I am pretty positive they're talking about this "awesome" feature. I can't
find the page right now, but there is a debatable "dark pattern" somewhere on
LinkedIn that will lead you connect your personal email's address book to
their service if you're just clicking about & not paying attention. I also
have a suspicion that folks should make sure their LinkedIn password isn't the
same as the password used for the email that signed up for LinkedIn. Despite
the comments in that FAQ I linked, I really don't think LinkedIn is really
hacking anyone or using any javascript-exploit to gain access to their Gmail
account. I think it's just the questionable dark pattern... that I can't find
anymore.

------
yscik
Upon subscribing, you can grant LinkedIn access to Google contacts (via
standard OAuth stuff).

This is then used to find your contacts already on LinkedIn, and then followed
by a page where you can send out invites for your Google contacts. Of course,
if you select everyone and click invite (which is the primary action, but
there is a skip button), invites will be sent out.
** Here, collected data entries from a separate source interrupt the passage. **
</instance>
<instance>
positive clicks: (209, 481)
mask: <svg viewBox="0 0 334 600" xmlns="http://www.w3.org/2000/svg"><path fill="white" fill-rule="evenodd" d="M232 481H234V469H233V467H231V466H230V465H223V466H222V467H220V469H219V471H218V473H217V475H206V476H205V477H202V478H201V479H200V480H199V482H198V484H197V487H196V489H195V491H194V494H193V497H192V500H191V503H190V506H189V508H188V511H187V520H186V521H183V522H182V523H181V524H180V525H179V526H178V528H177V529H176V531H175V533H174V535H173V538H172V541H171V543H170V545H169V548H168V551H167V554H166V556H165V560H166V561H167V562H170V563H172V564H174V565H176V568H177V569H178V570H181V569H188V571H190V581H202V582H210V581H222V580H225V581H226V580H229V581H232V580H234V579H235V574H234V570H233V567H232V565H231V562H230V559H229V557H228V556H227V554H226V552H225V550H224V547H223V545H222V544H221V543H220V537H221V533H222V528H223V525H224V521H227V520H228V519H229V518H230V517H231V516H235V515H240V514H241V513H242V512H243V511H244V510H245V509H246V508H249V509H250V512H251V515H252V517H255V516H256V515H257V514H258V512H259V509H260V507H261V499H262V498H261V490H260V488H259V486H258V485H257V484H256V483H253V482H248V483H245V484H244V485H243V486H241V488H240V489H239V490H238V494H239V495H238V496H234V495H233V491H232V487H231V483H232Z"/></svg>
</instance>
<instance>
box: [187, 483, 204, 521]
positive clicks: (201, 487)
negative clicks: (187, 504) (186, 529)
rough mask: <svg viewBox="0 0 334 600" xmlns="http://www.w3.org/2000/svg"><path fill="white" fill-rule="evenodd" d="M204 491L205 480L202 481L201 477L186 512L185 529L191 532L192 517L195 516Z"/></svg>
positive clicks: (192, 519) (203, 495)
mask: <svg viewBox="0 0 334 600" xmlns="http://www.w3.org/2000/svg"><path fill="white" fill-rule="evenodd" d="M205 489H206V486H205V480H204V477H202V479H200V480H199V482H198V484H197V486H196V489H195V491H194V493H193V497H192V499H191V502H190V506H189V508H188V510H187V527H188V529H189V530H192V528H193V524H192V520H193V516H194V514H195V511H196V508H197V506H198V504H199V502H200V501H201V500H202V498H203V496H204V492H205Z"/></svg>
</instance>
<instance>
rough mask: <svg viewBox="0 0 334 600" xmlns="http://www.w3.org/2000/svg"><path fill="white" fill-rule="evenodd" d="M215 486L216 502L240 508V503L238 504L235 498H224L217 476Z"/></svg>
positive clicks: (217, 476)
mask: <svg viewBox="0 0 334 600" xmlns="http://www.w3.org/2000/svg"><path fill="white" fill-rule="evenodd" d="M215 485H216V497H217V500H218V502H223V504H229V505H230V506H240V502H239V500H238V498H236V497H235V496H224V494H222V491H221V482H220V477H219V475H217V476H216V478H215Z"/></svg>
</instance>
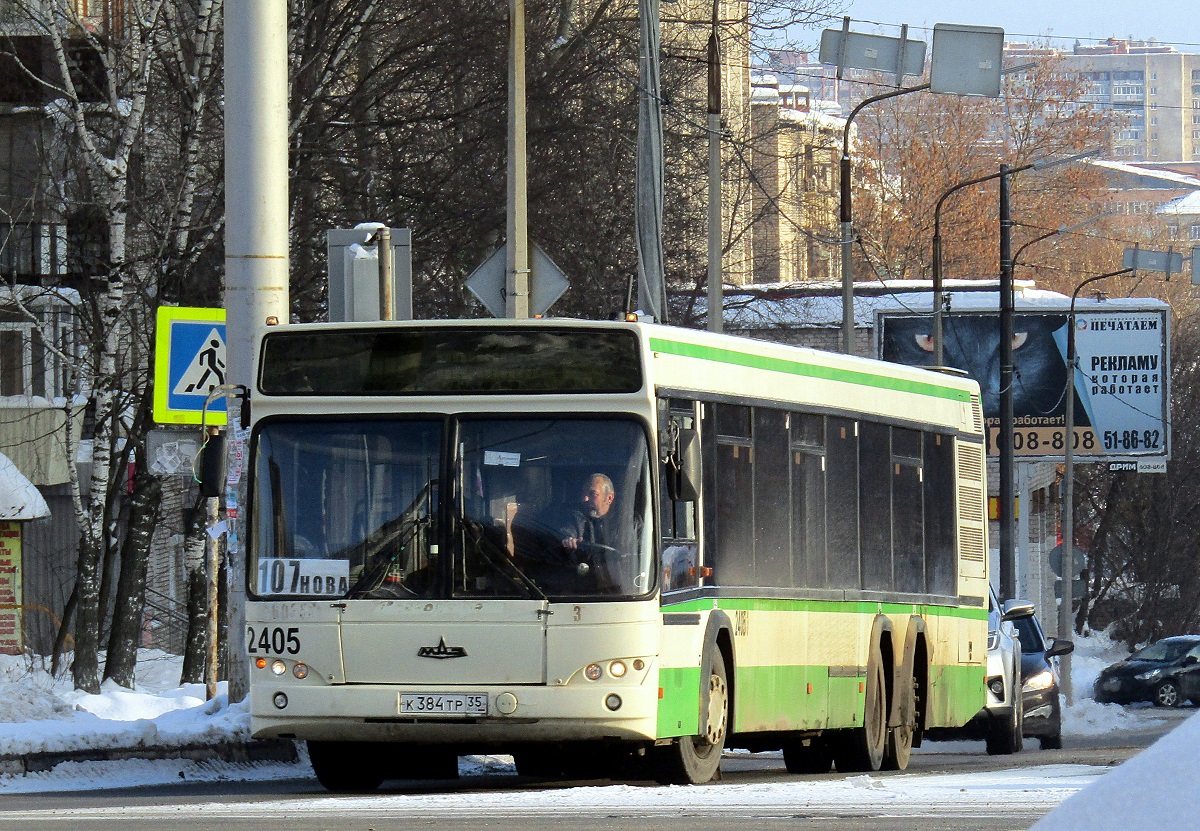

An "invite your contacts" dialog then occasionally pops up during site usage,
where you can once again click "sure, send out invites to all my contacts",
but nothing is happening without user consent.

So yeah, growth hacking, but not hacking, like the article suggests.

------
chopin
Does anybody know how LinkedIn accomplishes this? Do they request an OAuth
token from Google (which the user should be aware of) or do they do really a
cross site request if you are logged with Google at the same time?